Hellenic Travel, A.A. Wigram, mcmli, Glasgow


Whatever their origins, the Vlahs have clung fiercely together, despite sporadic attacks on their culture by more nationalistic Greek governments…

Organized tourist buses stop in Metsovo daily during the summer and the souvenir shops around the main platia are kept busy, leading some to claim that Metsovo practices ‘tradition for tourism’s sake.’ This is hardly a fair acusation as anyone who arrives outside the summer months will see, but there are many facilities for tourists…

Several shops sell Metsovo cheese, an absolute must for anyone who likes their cheese hard and tasty… Metsovo honey is also a popular buy. Note the carpentry workshops where the old Vlahi art of woodcarving is still practiced. Some of the work is superb…

Other places of interest … include an art gallery featuring the works of contemporary Greek artists and, besides the clock tower, the fifteenth century church of Agai Paraskevi…

A 15 minute walk down the hillside leads to the small and serene monastery of Agios Nikoloas. Ring the bell for the caretaker who is happy to open the chapel to allow visitors to see the beautiful post-Byzantine frescoes painted there.

Off the Beaten Track: Greece, by Geoffrey Brown, 1991 – U.K.


In this same period [early 17th century], many people settled down on the outskirts of Thessalonica in Asvestochorion (Kirets-Kioi) to the south of a church beside the rill known as Vlachikos Lakkos. Apparently they still spoke Vlach. They were craftsmen–tailors, dyers, jewellers, shoemakers, and so on. They were also more civilized than the local inhabitants, to whom they referred disparagingly as “peasants.”

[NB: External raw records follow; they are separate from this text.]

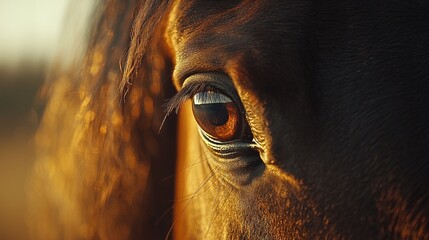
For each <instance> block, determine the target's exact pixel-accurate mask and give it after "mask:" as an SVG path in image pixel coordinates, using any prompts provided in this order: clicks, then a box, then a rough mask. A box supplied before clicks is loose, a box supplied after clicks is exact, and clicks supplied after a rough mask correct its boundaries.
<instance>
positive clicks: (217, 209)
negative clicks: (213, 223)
mask: <svg viewBox="0 0 429 240" xmlns="http://www.w3.org/2000/svg"><path fill="white" fill-rule="evenodd" d="M231 192H232V190H229V191H228V192H227V193H226V194H225V195H226V197H225V199H224V200H223V201H219V202H218V204H217V205H216V209H217V210H214V211H213V212H212V217H211V219H210V222H209V226H208V227H207V231H206V234H205V235H204V236H205V237H207V234H208V233H209V231H210V227H211V225H212V223H213V222H214V220H215V218H216V217H217V216H218V215H219V211H218V210H219V209H222V208H223V206H224V205H225V203H226V202H227V200H228V198H229V196H230V195H231Z"/></svg>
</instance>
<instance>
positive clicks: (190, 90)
mask: <svg viewBox="0 0 429 240" xmlns="http://www.w3.org/2000/svg"><path fill="white" fill-rule="evenodd" d="M207 79H211V80H207ZM210 90H214V91H216V92H220V93H222V94H225V95H226V96H227V97H229V98H231V100H232V101H233V102H234V103H235V104H236V105H237V107H238V108H239V111H240V112H241V113H242V114H243V115H246V112H245V111H244V107H243V106H242V103H241V100H240V98H239V97H238V94H237V91H236V90H235V87H234V85H233V84H232V82H231V80H230V78H229V77H228V76H226V75H225V74H224V73H216V72H206V73H198V74H194V75H192V76H189V77H188V78H187V79H186V80H185V81H184V82H183V85H182V89H180V90H179V92H178V93H177V94H176V95H174V96H173V97H172V98H171V99H170V100H168V102H167V103H166V104H165V105H164V107H165V111H166V117H167V116H168V115H169V114H171V113H172V112H173V111H175V112H176V113H177V112H178V111H179V108H180V106H181V104H182V103H184V102H185V101H186V100H189V99H191V98H192V97H193V96H194V95H195V94H196V93H198V92H202V91H210Z"/></svg>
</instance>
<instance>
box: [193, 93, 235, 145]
mask: <svg viewBox="0 0 429 240" xmlns="http://www.w3.org/2000/svg"><path fill="white" fill-rule="evenodd" d="M192 110H193V113H194V117H195V120H196V121H197V123H198V124H199V126H200V127H201V128H202V130H204V131H205V132H206V133H207V134H208V135H209V136H211V137H212V138H213V139H215V140H218V141H229V140H233V139H234V138H236V137H237V136H238V134H240V130H241V125H242V123H241V121H242V117H241V115H240V112H239V110H238V109H237V106H236V105H235V104H234V102H233V101H232V100H231V99H230V98H229V97H227V96H225V95H223V94H221V93H218V92H213V91H205V92H199V93H197V94H195V95H194V97H193V104H192Z"/></svg>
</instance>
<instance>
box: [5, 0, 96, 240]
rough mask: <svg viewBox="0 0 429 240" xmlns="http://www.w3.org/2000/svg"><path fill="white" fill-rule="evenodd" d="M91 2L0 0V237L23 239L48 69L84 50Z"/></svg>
mask: <svg viewBox="0 0 429 240" xmlns="http://www.w3.org/2000/svg"><path fill="white" fill-rule="evenodd" d="M95 5H96V1H95V0H93V1H90V0H74V1H70V0H37V1H34V0H0V239H1V240H8V239H28V236H27V232H26V229H27V227H26V219H25V215H26V184H27V181H28V175H29V173H30V171H31V168H32V165H33V162H34V159H35V149H34V133H35V131H36V129H37V126H38V124H39V122H40V120H41V118H42V113H43V107H44V104H45V103H44V101H43V99H41V98H40V97H39V95H40V89H41V87H42V86H43V84H44V82H45V79H46V76H47V75H48V74H49V69H61V68H67V67H68V66H70V64H73V62H76V61H79V58H80V57H81V55H82V53H83V51H84V50H85V45H86V39H87V35H88V32H87V30H88V25H89V23H88V20H89V19H90V16H91V14H93V13H94V12H93V11H94V6H95Z"/></svg>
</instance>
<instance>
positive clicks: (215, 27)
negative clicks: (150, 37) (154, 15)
mask: <svg viewBox="0 0 429 240" xmlns="http://www.w3.org/2000/svg"><path fill="white" fill-rule="evenodd" d="M275 5H276V4H273V1H271V2H269V1H256V2H255V1H237V2H232V3H231V2H230V1H224V2H222V1H216V2H214V1H213V2H206V1H205V2H202V1H177V2H175V4H174V6H173V7H172V10H171V11H170V14H169V17H168V24H167V30H166V35H165V36H166V38H167V42H169V44H170V45H171V48H172V50H173V53H174V57H175V62H176V66H175V71H174V79H175V81H176V85H177V86H180V80H183V79H182V77H183V76H186V75H188V74H189V72H195V71H225V70H226V69H227V68H228V67H230V68H232V67H231V66H234V70H240V69H242V70H246V69H250V67H249V66H246V65H245V63H246V62H247V63H249V62H253V64H254V65H255V66H258V68H259V69H261V70H264V69H267V68H268V67H269V66H271V64H272V59H273V56H270V53H273V52H276V54H280V52H281V51H284V49H285V48H284V46H286V45H287V42H288V41H289V39H292V38H294V37H290V38H289V37H287V38H285V37H284V34H281V35H280V36H279V35H278V36H275V35H274V34H272V33H273V32H283V33H284V32H288V34H290V35H294V34H295V33H294V31H293V30H291V31H288V29H287V27H285V26H287V25H288V24H289V23H287V22H286V21H284V20H285V19H284V16H285V15H288V14H287V13H285V8H288V7H287V6H284V5H285V4H283V5H279V6H275ZM295 16H297V15H296V14H295ZM275 23H276V24H275ZM280 25H281V26H280ZM276 41H277V42H278V41H281V42H282V44H281V45H282V48H281V49H279V48H278V45H275V44H271V43H272V42H276ZM276 46H277V49H274V48H276ZM280 55H281V54H280ZM250 58H251V59H250ZM238 61H239V62H238ZM271 71H273V69H272V68H271ZM241 73H243V72H241ZM260 74H262V75H263V73H260ZM240 79H245V80H246V81H258V78H256V77H253V78H240ZM259 79H260V78H259ZM266 81H269V79H267V78H264V82H266ZM178 82H179V83H178ZM247 84H248V83H247Z"/></svg>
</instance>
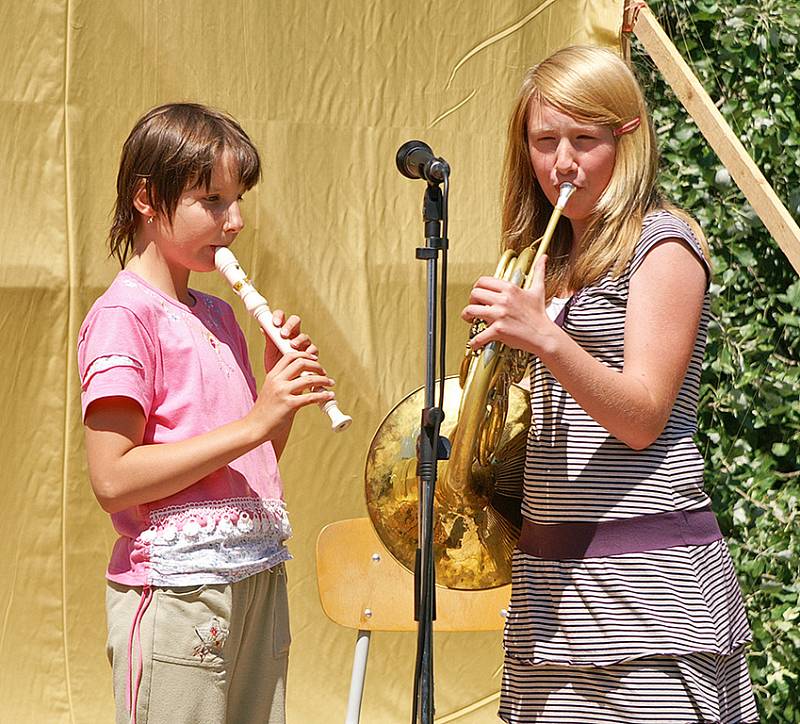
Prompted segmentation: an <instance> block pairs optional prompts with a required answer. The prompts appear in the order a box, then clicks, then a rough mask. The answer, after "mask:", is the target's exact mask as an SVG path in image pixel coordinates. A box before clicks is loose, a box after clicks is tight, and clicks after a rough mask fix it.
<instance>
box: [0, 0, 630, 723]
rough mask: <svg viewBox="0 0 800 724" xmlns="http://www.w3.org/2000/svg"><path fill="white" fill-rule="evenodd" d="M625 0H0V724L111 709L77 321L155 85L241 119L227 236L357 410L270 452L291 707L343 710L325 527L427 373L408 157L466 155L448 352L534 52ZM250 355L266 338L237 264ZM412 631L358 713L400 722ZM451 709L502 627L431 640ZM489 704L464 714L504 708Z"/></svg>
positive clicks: (212, 287)
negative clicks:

The people of the Agrafa…moved to the east across the Sea of Marmara and colonized villages along the coast of Asia Minor. Others went north and settled in Philippopolis (now Plovdiv) where there were also Greek immigrants from Epirus, Moschopolis (the exodus from this city was occasioned by its destruction), Rhodes, and the district of Stenemachos. However, most of the migrants from the Agrafa went enven further north to the Danubian principalities, where their Latin dialect apparently facilitated intercourse with the indigenous peoples of those lands, During the seventeenth and eighteenth centuries, as evidence of their prosperity, these expatriates built handsome homes and beautiful churches in the Agrafa, the Aspropotamos, and generally throughout the Pindus and its spurs. These churches still serve as reminders of the close relationships between the Greeks from the Agrafa and the countries to which they migrated, notably Rumania.

                —The Greek Nation: 1453-1669, Apostolos E. Vacalopoulos (New Jersey, 1976).